"When disturbed, the serow utters a most singular sound, something between a snort and a screaming whistle, and I have heard them screaming loudly when they had apparently not been alarmed."

Colonel Markham says of it that it is something in appearance between a jackass and a thar, with long stout legs, and a strong neck. Jerdon's description is not clear; it is: "above black, more or less grizzled and mixed on the flanks with deep clay colour; a black dorsal stripe; forearms and thighs anteriorly reddish brown; the rest of the limbs hoary; beneath whitish." The deep clay colour is indefinite, as there are many sorts of clay, and people's ideas may differ as to the shade by the particular clay to which they are most accustomed.
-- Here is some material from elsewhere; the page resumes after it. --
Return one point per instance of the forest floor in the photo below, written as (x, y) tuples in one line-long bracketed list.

Dr. Anderson found it in the Western provinces of Yunnan; and General McMaster, in his 'Notes' (page 143), says that when he was quartered at Shuaygheen, on the Sitang river, in Burmah, a female of this species was brought alive to Major Berdmore by some Burmans, who had caught it in the river, by which it had probably been washed down from the Karanee mountains. He adds that even in its exhausted and dying state it was exceedingly savage, butting at every one who approached it.
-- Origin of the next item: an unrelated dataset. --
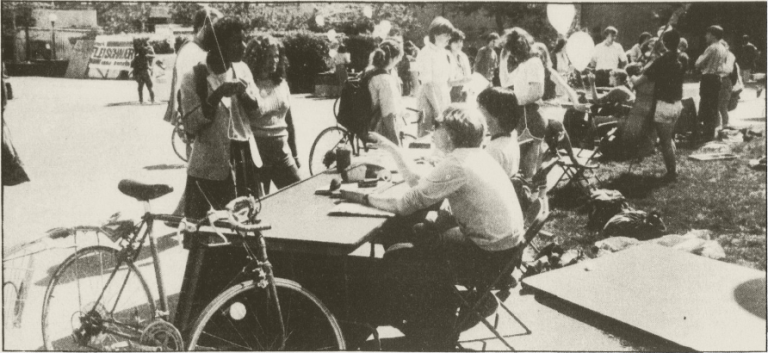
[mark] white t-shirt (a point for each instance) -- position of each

SIZE.—Height, about 3 feet, or an inch or two over; length, about 5 to 5½ feet; weight, about 200 lbs.; horns, about a foot long as an average, varying from 9 to 14 inches.

The female usually produces one kid in the autumn, about September or October, and the period of gestation is about seven months.

[NO. 452. NEMORHOEDUS RUBIDA vel SUMATRENSIS.]
The Arakanese Capricorn.

NATIVE NAME.—Tan-Kseik, Arakanese.

HABITAT.—Arakan, through Pegu to (according to Blyth) the extremity of the Malayan peninsula, and occurs in Siam and Formosa, and also in Sumatra. Has been shot near Shillong in Assam.

DESCRIPTION.—Blyth is of opinion ('Cat. Mam. British Burmah,' 'J. A. S. B.' 1875) that his N. rubida is identical with Sumatrensis and Swinhoei, and he could detect no difference in their skulls and skins. I therefore take the following description of Capricornis Swinhoei from the 'P. Z. S.' 1862, page 263, where it is also figured, plate xxxv.:—

"The fur harsh and crisp, brown, with a narrow streak down the back of the neck; a spot on the knee and the front of the fore-legs below the knee black; the hind-legs are bay; the sides of the chin pale yellowish; the under-side of the neck yellow bay, this colour being separated from the darker colour of the upper part of the neck by a ridge of longer, more rigid hairs; the ears are long, brown, paler internally; the horns are short and conical; the skull has a deep and wide concavity in front of the orbits, and a keeled ridge on the cheek."

Blyth says: "This species varies much in colour from red to black, and the black sometimes with a white nape, or the hairs of the nape may be white at the base only." Lieut. Bevan described one ('P. Z. S.' 1866) shot on the Zwagaben mountain, near Moulmein, as being of a mingled black and ferruginous colour.